Vacation
In June we spent several days in Grand Teton and Yellowstone
national parks. We had a really good time. The weather, except for one day on
the road to Beartooth Pass, was fine.
The scenery was spectacular as always. The hiking was good. The streams
and rivers were full, and the animals were plentiful. The only exception on the scenery was a
result of the government’s burn-baby-burn policy on forest fires. Trees have grown back in the areas damaged by
the catastrophic fires of 1988, but several areas remain devastated from more
recent fires. The excuse for the policy is that forest fires are natural. Well
so are cholera, high infant mortality, smallpox, and recurring famines. Sensible people realize that natural does not
imply desirable. (To the extent there
are valid needs to manage forests, there
are less destructive ways of doing so.) Yellowstone was created for the “benefit and
enjoyment of the people”. Few people
enjoy or benefit from landscapes resembling parts of Flanders in 1917. This is another example of the green obsession
or religion making things worse.
Far less seriously, it also makes things annoying. In the lodges, stores, and restaurants in
both parks we were constantly hit with greeny directives, boasts, suggestions, propaganda,
and simple inconveniences. The trash cans in the rooms had three bins – one for
recycling, one for rotting stuff nominally to become compost, and a sinister one labelled
“landfill” for plain old trash which will be thrown away. The stores did not sell bottled water because
virtuous people bring their own bottles and refill them from water fountains,
though of course all sorts of other things were sold in bottles. The lights in one room where we stayed were purposely ridiculously dim. Menus in the restaurants touted how
sustainable and/or organic the ingredients in the mediocre, overpriced meals were.
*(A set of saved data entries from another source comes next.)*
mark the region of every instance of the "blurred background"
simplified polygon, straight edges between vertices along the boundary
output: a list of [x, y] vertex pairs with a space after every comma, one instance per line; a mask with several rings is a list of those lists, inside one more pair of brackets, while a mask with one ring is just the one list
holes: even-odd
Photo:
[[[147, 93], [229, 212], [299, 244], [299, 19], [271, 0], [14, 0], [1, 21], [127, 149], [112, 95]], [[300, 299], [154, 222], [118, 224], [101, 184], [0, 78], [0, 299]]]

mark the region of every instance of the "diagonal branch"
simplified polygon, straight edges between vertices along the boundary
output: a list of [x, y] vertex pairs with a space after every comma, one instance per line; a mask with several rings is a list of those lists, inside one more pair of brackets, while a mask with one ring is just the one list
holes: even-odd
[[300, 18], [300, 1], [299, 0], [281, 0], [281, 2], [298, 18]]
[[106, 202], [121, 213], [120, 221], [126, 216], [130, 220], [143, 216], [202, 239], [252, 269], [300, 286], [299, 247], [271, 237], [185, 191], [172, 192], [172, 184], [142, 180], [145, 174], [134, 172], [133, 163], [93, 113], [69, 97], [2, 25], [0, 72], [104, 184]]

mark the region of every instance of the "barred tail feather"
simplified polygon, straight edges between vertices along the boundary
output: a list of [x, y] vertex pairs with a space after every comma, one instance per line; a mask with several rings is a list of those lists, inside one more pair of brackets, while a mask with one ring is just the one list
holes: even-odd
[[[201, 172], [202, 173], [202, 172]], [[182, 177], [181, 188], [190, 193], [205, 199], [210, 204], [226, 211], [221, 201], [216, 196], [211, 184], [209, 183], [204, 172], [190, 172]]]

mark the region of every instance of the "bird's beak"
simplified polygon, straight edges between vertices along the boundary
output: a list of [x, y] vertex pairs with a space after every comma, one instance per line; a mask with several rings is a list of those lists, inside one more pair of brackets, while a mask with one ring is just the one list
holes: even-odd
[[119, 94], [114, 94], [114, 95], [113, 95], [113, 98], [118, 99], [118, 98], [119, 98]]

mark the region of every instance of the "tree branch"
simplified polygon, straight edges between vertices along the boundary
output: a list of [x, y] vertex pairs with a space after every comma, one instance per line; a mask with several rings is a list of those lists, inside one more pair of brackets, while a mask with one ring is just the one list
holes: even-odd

The kicker for me was a notice in our room in Yellowstone informing people that
water is a precious resource in “dry Yellowstone” and asking them not to run
the faucet while shaving. Our room was a
few hundred yards from the second largest alpine lake in the world, just down
the road from a massive river, and within view of mountains still covered with
the remains of huge winter snowfalls. That one was a hard sell.
It can be easy to laugh off that sort of nagging and posturing. It would be a mistake to laugh off the movement behind it. The faithful of the
green religion are serious and fanatical. They mean us harm, and they are aided
and supported by a lot of opportunistic, power hungry politicians and
officials. It is something of a jihad or crusade, and
it is not hard to figure out who the infidels are.